REGLEMENT  RAPID-COMPETITIE

De RAPID-competitie bestaat uit 9 rondes van partijen met een speeltijd van 20 minuten per persoon. We spelen deze competitie verdeeld over 3 avonden van 3 speelrondes, en wel op de eerste speelavond na afloop van 1e, 2e en 3e periode.

Iedereen kan meedoen en in elke ronde ‘instappen’. Je kunt dus zelf bepalen hoeveel partijen je op een avond meespeelt.

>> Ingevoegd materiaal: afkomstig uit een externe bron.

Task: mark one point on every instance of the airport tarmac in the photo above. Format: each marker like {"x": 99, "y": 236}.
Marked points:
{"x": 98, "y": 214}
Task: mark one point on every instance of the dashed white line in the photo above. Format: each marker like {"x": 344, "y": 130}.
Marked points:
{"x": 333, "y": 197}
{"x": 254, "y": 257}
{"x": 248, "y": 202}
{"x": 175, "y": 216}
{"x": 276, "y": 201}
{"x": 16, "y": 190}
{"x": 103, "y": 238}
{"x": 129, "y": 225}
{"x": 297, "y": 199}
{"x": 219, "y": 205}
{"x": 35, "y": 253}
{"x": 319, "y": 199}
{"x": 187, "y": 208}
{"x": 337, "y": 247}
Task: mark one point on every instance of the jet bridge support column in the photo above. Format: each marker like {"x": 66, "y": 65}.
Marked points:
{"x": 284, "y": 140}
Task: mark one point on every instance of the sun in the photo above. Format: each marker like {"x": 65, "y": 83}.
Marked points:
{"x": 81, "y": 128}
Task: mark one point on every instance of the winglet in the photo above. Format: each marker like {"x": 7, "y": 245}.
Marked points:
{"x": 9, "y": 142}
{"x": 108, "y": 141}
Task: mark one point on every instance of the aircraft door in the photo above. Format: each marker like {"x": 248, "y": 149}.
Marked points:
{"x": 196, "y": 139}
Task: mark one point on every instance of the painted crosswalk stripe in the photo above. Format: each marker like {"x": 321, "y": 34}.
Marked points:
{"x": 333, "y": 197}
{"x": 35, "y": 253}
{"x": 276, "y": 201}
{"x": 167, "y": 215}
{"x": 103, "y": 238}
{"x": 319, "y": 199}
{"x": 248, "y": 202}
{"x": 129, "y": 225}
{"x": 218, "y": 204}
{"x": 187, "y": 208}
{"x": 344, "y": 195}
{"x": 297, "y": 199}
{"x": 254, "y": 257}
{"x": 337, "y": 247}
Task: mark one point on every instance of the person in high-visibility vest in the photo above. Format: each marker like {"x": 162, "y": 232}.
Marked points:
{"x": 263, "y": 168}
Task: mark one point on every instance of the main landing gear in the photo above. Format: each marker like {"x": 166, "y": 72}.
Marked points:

Net als bij de gewone competitie wordt gespeeld volgens Systeem Keizer, evenwel met 4 belangrijke verschillen:

  • De spelers worden willekeurig ingedeeld
  • Er geldt géén compensatie in geval van niet-deelname
  • In geval van uitvallen t.g.v.  oneven is er een compensatie van 50%
  • Er is géén notatie-plicht
  • Bij gelijk eindigen qua gescoorde Keizerpunten wordt beslist op basis van respectievelijk
    • Onderlinge partij
    • Beslissingspartij met 10 minuten bedenktijd
    • Beslissingspartij met 5 minuten bedenktijd
    • Loting

Daarnaast wordt er volgens de FIDE-regels gespeeld, deze staan hieronder vermeld:

Welke regels gelden er?

  1. Spelers behoeven hun zetten niet op te schrijven.
  2. Zodra beide spelers vanuit de beginopstelling tien zetten hebben voltooid: kan geen correctie worden toegepast op de instelling van de schaakklok en kan er geen claim meer ingediend worden met betrekking tot een onjuiste beginopstelling of een verkeerd geplaatst schaakbord.
  3. Een onreglementaire zet is voltooid zodra de speler zijn klok heeft ingedrukt.
  4. Als de arbiter niet ingrijpt bij een onreglementaire zet, mag de tegenstander claimen, vooropgesteld dat de tegenstander nog niet zijn volgende zet gedaan heeft. Echter, de partij is remise als de stelling zodanig is dat de tegenstander de koning van de speler nooit mat kan zetten.
  5. Als de tegenstander niet claimt en de arbiter niet ingrijpt, blijft de onreglementaire zet gehandhaafd en de partij wordt voortgezet. Als de tegenstander een onreglementaire zet heeft beantwoord kan deze niet meer worden gecorrigeerd, tenzij de spelers dit besluiten zonder tussenkomst van de arbiter.
  6. Om de winst na tijdsoverschrijding te claimen mag betrokkene de schaakklok stilzetten en de arbiter hiervan in kennis stellen. De claim wordt slechts toegewezen als de vlag van degene die claimde niet en die van zijn tegenstander wel is gevallen na het stilzetten van de schaakklok. Echter, de partij is remise als de stelling zodanig is dat de claimende speler de koning van de tegenstander nooit mat kan zetten.
  7. Als de arbiter waarneemt dat beide koningen schaak staan of dat er een pion op de verste rij van zijn uitgangspositie staat, dan moet de arbiter wachten tot de volgende zet is voltooid. Daarna, als de onreglementaire stelling nog steeds op het bord staat, moet hij de partij remise verklaren.
  8. Als de arbiter het vallen van een vlag waarneemt, moet hij het melden.